The author assumes that 'no counterfeits being detected' equals 'counterfeiters giving up.' But this logic only works if we assume certain things about detection capabilities. We need to find what assumption makes this reasoning valid - likely something about the relationship between counterfeiting activity and detection rates.

Answer Choices Explained
A
none of the old currency is still in use in Lackland

This deals with whether old currency is still circulating, but the argument is specifically about counterfeiting attempts on the new currency. Whether old bills are still in use doesn't affect the logic about whether counterfeiters have abandoned efforts to fake the new bills.

B
there are no other currencies that can be convincingly duplicated using the old techniques

This focuses on other currencies and old techniques, but the argument's logic is about counterfeiters giving up on Lackland's new currency specifically. What happens with other currencies doesn't impact whether the absence of detected counterfeits means counterfeiters have abandoned attempts on Lackland's currency.

C
they have not adopted new counterfeiting techniques

This directly addresses the core logical gap.
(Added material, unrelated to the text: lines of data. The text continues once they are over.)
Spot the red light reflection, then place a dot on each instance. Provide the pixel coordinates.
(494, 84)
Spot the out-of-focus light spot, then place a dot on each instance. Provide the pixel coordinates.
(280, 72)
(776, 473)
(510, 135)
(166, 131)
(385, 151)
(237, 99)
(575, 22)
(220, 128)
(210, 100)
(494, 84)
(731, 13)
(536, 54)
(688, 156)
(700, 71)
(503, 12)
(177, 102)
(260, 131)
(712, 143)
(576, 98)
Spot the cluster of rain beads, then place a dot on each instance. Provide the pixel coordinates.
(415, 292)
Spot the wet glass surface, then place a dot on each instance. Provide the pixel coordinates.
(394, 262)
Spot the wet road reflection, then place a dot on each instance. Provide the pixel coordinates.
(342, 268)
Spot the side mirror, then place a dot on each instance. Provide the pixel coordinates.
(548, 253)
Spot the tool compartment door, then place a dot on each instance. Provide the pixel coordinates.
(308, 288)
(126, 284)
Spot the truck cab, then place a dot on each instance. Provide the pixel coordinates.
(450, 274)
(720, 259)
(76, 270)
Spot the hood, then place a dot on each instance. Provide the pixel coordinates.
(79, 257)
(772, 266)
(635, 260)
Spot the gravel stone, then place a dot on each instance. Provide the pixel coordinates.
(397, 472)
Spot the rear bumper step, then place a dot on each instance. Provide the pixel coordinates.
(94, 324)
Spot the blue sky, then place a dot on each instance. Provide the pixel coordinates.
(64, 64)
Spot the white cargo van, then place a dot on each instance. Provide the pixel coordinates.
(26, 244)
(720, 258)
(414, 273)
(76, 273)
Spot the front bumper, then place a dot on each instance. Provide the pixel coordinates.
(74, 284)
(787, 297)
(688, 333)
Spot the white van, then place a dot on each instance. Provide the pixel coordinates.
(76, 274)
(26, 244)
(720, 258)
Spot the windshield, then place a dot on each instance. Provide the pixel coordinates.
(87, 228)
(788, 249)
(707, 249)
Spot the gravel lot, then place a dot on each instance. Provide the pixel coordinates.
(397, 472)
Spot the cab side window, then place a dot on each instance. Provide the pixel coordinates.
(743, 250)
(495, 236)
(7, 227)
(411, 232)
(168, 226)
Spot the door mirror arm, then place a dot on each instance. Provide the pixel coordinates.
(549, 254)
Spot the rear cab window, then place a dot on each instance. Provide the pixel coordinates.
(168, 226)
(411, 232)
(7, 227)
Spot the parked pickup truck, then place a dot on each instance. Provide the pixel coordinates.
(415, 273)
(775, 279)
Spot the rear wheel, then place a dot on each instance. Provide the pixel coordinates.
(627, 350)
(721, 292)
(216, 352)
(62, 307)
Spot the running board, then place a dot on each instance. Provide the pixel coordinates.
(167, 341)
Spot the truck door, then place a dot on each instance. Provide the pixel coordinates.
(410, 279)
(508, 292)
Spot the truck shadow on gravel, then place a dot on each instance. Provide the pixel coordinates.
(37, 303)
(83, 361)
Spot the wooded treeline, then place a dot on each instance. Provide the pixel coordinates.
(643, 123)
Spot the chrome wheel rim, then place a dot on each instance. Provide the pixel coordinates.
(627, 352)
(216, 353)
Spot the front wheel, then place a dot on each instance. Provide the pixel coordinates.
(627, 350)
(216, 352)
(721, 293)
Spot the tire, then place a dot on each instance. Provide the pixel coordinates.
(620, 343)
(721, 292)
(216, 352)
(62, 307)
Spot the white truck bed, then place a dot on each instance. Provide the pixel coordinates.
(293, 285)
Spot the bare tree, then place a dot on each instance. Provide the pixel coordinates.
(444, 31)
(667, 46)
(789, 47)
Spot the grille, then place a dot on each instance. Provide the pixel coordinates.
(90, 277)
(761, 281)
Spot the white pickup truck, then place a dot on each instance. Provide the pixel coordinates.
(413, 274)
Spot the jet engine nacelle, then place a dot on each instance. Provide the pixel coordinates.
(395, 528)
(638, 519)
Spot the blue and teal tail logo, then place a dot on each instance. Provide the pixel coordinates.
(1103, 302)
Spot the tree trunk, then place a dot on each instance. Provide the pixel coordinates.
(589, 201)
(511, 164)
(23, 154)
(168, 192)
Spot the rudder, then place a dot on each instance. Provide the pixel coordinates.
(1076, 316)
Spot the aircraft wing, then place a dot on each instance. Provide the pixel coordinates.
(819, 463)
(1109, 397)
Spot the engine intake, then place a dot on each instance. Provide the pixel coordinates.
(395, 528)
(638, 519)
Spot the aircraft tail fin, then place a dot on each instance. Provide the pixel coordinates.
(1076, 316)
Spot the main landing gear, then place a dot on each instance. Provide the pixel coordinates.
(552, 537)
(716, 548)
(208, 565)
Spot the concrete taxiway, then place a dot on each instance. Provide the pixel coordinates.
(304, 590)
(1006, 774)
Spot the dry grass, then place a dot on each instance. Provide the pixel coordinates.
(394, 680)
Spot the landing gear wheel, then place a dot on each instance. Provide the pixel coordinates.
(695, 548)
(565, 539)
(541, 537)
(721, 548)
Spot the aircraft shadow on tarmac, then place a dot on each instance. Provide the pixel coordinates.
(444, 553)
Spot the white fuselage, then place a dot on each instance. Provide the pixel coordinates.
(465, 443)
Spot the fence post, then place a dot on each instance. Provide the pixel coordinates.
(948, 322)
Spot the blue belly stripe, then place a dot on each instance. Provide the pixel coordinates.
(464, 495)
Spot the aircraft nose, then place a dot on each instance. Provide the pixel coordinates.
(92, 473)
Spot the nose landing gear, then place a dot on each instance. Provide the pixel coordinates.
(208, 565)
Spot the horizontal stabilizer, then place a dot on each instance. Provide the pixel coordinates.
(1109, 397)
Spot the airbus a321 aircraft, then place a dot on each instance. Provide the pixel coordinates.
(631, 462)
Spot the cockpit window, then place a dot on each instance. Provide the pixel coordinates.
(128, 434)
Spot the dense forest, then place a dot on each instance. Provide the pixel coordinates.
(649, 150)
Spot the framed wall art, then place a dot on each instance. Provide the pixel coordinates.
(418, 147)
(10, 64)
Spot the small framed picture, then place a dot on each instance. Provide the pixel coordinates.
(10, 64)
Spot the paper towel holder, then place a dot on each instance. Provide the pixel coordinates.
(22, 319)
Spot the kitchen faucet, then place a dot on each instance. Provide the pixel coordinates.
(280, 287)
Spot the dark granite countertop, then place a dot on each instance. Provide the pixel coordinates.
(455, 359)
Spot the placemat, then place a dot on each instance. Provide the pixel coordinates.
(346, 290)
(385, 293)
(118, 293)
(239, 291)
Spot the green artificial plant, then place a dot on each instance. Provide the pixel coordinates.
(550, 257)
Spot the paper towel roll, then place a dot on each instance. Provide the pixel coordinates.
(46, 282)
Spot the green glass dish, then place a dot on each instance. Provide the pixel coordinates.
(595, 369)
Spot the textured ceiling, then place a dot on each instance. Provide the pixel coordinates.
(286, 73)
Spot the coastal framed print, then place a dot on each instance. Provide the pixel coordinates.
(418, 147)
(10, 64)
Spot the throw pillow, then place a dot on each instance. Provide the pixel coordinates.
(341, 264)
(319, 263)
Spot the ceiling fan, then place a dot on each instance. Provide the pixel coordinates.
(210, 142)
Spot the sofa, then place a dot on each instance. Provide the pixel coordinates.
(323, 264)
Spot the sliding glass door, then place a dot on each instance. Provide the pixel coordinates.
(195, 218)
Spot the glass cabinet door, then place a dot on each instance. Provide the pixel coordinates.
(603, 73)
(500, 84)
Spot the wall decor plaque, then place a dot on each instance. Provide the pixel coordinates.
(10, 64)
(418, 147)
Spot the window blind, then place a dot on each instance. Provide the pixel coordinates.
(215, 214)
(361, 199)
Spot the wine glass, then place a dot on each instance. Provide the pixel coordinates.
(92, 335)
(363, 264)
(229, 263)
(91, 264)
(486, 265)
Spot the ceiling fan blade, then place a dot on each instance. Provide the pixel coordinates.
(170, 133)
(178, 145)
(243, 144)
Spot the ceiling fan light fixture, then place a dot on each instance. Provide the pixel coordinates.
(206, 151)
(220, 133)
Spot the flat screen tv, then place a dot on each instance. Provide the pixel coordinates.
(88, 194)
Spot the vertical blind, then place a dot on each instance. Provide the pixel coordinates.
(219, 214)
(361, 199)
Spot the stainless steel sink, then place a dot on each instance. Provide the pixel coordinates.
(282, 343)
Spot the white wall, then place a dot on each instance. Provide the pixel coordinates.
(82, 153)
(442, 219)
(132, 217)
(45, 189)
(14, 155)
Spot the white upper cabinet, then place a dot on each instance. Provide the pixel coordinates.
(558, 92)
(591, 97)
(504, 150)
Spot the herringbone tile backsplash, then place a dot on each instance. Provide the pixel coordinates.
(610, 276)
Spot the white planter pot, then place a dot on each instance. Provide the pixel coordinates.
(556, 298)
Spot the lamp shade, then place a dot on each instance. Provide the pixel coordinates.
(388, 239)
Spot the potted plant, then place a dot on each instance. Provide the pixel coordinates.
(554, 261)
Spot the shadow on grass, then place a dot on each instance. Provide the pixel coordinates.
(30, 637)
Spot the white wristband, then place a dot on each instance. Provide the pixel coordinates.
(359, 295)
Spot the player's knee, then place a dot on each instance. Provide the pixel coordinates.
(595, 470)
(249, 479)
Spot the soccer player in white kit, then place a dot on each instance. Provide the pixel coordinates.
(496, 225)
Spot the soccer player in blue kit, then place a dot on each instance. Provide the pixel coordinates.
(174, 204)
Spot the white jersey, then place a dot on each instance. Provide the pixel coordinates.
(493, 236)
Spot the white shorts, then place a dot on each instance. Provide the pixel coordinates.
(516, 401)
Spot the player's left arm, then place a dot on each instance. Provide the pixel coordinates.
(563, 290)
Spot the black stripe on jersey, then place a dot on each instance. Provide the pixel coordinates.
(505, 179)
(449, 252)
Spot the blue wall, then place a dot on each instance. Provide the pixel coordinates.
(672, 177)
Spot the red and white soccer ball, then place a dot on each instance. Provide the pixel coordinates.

The author assumes that 'no detected counterfeits' means 'counterfeiters gave up.' But this reasoning only holds if counterfeiters haven't developed new, undetectable techniques. If they had adopted new methods, the lack of detected fakes wouldn't indicate abandonment - it would suggest improved counterfeiting skills. This assumption is essential for the conclusion to be valid.

D
the penalties for counterfeiting have not increased

Information about penalty changes doesn't affect the logical connection between detection rates and counterfeiter behavior. Whether penalties increased or not doesn't impact whether the absence of detected counterfeits indicates that counterfeiters have given up.

E
Lackland's currency is worth more than when the new bills were first introduced

The currency's value relative to its initial introduction doesn't address the logical gap about why no detected counterfeits would mean counterfeiters have abandoned their efforts. Currency value changes don't affect the detection-to-abandonment reasoning.